Xavier continued smoothly, “Over dinner, a friendly dinner.”

“All right.” The least she could do was hear what he had to say. “I’ll…I’ll meet you later.”

“Good.” He thought about how she had felt pressed against him earlier and his body responded instantly. “I’ll look forward to it,” he said blandly.

“It’s a business dinner?” Essie asked nervously.

“Sure.” And then he stepped forward and kissed Essie lightly on the mouth, turning away as he said, “A business dinner…between friends.”


Dear Reader,

My husband and I will celebrate our thirtieth wedding anniversary in the new millennium and we’re planning something special! It set me to thinking about the day my husband proposed (yes, it was the full works—bended knee, little velvet box holding the ring of my dreams, deep red roses and champagne, the lot!).

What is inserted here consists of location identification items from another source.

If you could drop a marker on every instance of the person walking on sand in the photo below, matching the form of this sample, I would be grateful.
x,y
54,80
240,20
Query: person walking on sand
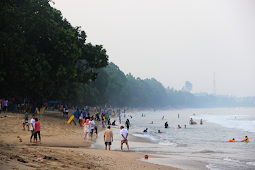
x,y
108,137
128,124
124,137
37,130
5,105
25,123
86,130
92,126
32,127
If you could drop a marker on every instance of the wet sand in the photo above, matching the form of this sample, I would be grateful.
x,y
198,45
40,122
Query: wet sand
x,y
62,147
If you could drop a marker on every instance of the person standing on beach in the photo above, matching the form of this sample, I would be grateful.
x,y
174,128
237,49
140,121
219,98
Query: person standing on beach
x,y
108,137
32,127
86,130
37,130
5,105
128,124
25,123
124,137
92,126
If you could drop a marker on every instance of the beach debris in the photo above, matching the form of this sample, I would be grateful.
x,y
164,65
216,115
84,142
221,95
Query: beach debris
x,y
50,158
22,160
40,159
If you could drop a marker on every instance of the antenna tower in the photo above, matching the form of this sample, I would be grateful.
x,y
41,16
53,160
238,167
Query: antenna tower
x,y
214,84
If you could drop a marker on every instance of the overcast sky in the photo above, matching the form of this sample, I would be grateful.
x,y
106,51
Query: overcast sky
x,y
174,41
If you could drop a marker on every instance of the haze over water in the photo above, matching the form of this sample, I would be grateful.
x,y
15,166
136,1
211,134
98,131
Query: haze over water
x,y
204,146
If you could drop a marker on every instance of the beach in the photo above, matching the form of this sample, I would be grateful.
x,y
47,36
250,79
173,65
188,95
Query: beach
x,y
62,147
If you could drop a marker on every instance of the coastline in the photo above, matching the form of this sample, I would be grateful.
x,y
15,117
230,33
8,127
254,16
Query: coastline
x,y
63,142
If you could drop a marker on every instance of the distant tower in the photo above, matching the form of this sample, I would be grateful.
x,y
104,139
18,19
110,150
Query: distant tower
x,y
214,84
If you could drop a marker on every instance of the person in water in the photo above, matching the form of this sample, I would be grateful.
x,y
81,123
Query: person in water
x,y
145,130
166,125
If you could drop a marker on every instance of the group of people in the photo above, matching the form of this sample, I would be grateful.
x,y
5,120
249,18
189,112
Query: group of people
x,y
88,128
108,137
34,127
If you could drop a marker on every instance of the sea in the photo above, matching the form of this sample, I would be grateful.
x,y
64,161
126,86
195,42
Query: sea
x,y
200,146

Like people, proposals come in all shapes and sizes, which is what makes them—and us—so interesting. Halfway up a mountainside in a blizzard, on a beautiful Caribbean beach, stuck in a broken-down train in the middle of nowhere…I’ve heard the lot from friends and family over the years.

So, I thought, why not write a special duet of books exploring the motives behind two very special—and very different—proposals in one family? And that’s how the idea for MARRY ME? was born: two books on one extremely romantic theme. I do hope you’ll enjoy A Suspicious Proposal, and look out next month for A Convenient Proposal (#2118).

Lots of love,

Helen Brooks

A Suspicious Proposal

Helen Brooks


www.millsandboon.co.uk

CONTENTS

CHAPTER ONE

CHAPTER TWO

CHAPTER THREE

CHAPTER FOUR

CHAPTER FIVE

CHAPTER SIX

CHAPTER SEVEN

CHAPTER EIGHT

CHAPTER NINE

CHAPTER TEN

EPILOGUE

CHAPTER ONE

OH, SHE felt dodgy, she really did. Why, oh, why had she had that crab and prawn cocktail at the hotel last night, when she’d known at the first mouthful it didn’t taste quite right? Stupid, stupid, stupid!

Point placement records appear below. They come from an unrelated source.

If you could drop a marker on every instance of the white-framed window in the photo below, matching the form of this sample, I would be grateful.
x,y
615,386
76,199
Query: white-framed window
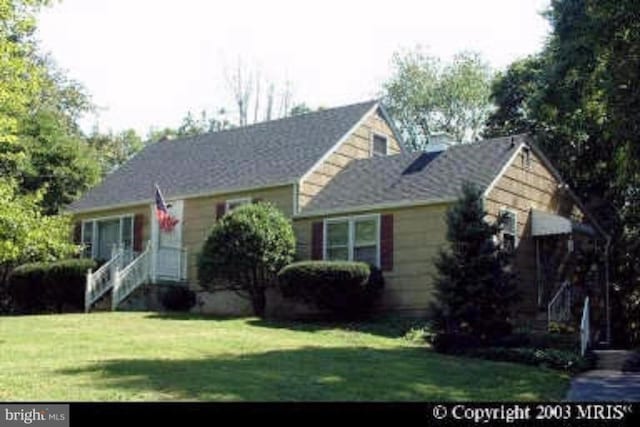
x,y
354,238
525,158
379,145
100,234
231,204
509,237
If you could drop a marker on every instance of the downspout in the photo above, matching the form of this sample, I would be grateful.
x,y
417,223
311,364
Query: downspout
x,y
607,247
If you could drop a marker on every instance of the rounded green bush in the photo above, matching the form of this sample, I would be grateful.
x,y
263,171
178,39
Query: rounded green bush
x,y
245,250
345,289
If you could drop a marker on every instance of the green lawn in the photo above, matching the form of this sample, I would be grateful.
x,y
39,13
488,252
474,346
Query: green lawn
x,y
145,356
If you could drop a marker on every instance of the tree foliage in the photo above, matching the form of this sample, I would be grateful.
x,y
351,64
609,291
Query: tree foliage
x,y
41,146
20,77
580,98
245,251
474,284
26,235
426,96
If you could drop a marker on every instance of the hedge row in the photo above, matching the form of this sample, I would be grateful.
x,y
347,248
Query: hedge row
x,y
48,287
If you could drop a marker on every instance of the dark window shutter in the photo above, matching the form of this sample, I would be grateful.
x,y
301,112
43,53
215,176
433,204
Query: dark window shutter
x,y
77,232
386,242
221,209
138,228
317,235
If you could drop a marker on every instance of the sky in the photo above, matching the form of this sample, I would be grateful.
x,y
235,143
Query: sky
x,y
148,62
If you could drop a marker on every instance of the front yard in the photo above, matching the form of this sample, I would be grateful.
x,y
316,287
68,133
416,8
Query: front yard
x,y
146,356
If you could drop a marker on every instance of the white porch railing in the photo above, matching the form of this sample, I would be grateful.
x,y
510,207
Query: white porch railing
x,y
166,264
559,309
100,281
585,328
133,275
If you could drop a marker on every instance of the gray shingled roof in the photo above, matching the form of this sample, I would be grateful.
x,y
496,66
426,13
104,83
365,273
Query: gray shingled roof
x,y
268,153
415,176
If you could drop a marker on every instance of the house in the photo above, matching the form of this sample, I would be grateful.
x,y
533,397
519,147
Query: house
x,y
351,191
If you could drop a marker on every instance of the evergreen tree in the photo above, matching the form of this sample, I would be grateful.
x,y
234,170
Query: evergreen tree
x,y
475,285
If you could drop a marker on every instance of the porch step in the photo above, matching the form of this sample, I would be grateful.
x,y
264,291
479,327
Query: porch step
x,y
103,303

‘And do you, Christine Harper, take Enoch Charles Brown…?’

Enoch? For a moment, Essie’s thoughts lifted from the state of her stomach and swirling head and focused on the couple standing at the altar in front of her. Fancy old Charlie having Enoch for his first name! He’d kept that quiet all through veterinary college—but then she couldn’t really blame him. Had Chris known Charlie wasn’t really Charlie but an Enoch in disguise?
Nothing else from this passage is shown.